Friday, May 18, 2012

What should be our focus in Speech Recognition?

If you worked in a business long enough, you start to understand better what type of work are important.   As many things in life, sometimes the answer is not trivial.   For example, in speech recognition, what are the important ingredients to work on?

Many people will instinctively say the decoder.  For many, the decoder, the speech recognizer, oorr the "computer thing" which does all the magic of recognizing speech, is the core of the works.

Indeed, working on a decoding is loads of fun.  If you a fresh new programmer, it is also one of those experiences, which will teach you a lot of things.   Unlike thousands of small, "cool" algorithms, writing a speech recognizer requires you to work out a lot of file format issues, system issues.   You will also touch a fairly advanced dynamic programming problem : writing a Viterbi search.   For many, it means several years of studying source code bases from the greats such as HTK, Sphinx and perhaps in house recognizers.

Writing a speech recognizer is also very important when you need to deal with speed issues.  You might want to fit a recognizer into your mobile phone or even just a chip.   For example, in Voci, an FPGA-based speech recognizer was built to cater ultra-high speed speech recognition (faster than 100xRT).   All these system-related issues required understanding of the decoder itself.

This makes speech recognition an exciting field similar to chess programming.  Indeed the two fields are very similar in terms of code development.   Both require deep understanding of search as a process.

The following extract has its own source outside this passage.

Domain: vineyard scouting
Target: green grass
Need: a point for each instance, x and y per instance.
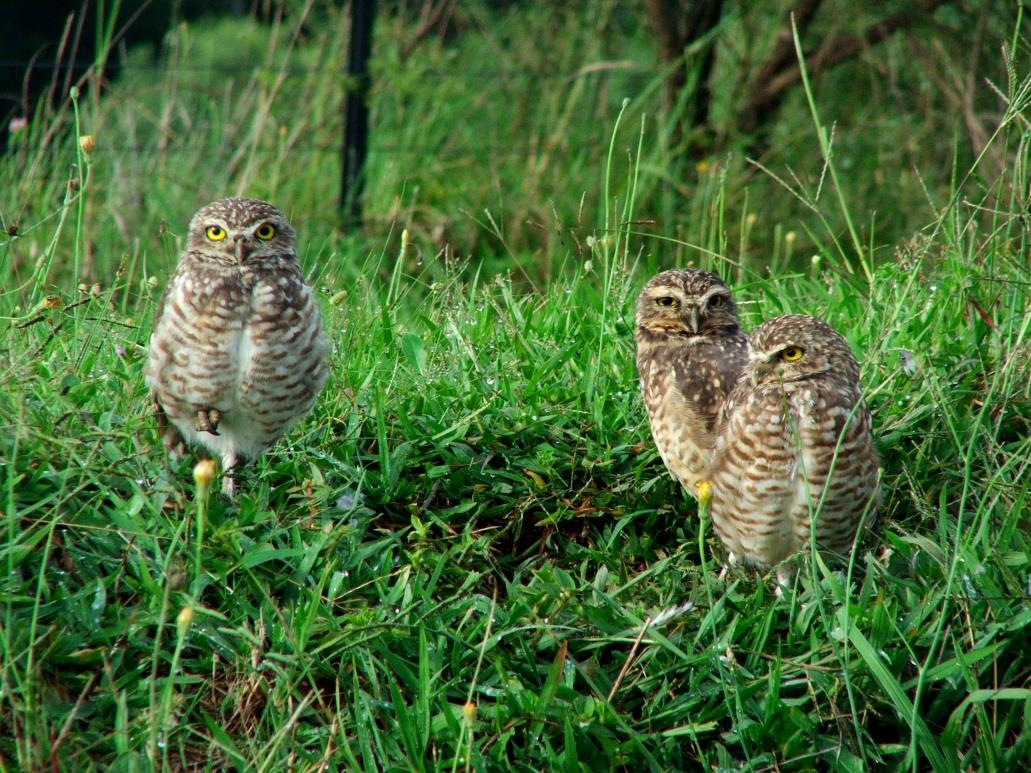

Both have eccentric figures popped up and popped out.   There are more stories untold than told in both field.  Both are fascinating fields.

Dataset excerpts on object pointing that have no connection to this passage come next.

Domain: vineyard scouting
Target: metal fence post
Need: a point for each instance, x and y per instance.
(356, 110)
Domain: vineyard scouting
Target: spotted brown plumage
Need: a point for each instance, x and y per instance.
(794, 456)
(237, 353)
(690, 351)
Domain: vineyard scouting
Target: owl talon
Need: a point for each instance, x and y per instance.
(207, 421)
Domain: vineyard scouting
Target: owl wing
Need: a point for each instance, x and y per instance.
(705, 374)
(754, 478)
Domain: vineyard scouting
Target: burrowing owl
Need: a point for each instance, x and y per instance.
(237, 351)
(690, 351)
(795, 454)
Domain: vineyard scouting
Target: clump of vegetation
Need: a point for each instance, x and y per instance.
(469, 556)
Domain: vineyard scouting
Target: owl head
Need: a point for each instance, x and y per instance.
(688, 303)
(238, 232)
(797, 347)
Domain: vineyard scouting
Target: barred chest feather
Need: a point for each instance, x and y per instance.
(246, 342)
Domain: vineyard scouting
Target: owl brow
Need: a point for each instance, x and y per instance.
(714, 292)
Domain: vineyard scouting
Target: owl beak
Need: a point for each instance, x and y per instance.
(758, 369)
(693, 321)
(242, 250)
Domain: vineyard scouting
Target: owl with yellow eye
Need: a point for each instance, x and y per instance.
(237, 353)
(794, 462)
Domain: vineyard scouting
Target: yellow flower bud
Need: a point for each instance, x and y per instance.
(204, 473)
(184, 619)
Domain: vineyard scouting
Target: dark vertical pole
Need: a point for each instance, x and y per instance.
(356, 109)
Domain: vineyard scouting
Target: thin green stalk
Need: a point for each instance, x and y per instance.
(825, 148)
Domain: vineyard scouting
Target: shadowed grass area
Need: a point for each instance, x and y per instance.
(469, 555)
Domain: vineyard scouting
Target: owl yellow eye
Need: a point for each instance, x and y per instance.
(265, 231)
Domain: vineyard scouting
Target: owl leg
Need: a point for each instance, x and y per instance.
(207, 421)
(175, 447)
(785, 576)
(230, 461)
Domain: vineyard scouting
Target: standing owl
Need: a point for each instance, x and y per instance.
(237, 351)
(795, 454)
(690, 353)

There is one thing which speech recognition and chess programming are very different.   This is also a subtle point which even many savvy and resourceful programmers don't understand.   That is how each of these machines derived their knowledge sources.   In speech, you need to have a good model to do decent jobs for your task.   In chess though, most programmers can proceed to write a chess player with the standard piece values.   As a result, there is a process before anyone can use a speech recognizer.  That is to first train an acoustic model and a language model.  

The same decoder, having different acoustic models and language models, can give users perceptions ranging from a total trainwreck to the a modern wonder, borderline to magic.   Those are the true ingredients of our magic.   Unlike magicians though, we are never shy to talk about these secret ingredients.   They are just too subtle to discuss.   For example, you won't go to a party and tell your friends that "Using an ML estimate is not as good as using an MPFE estimate in speech recognition.  It usually results in absolutely 10% performance gap."  Those are not party talks.  Those are talks when you want to have no friends. :)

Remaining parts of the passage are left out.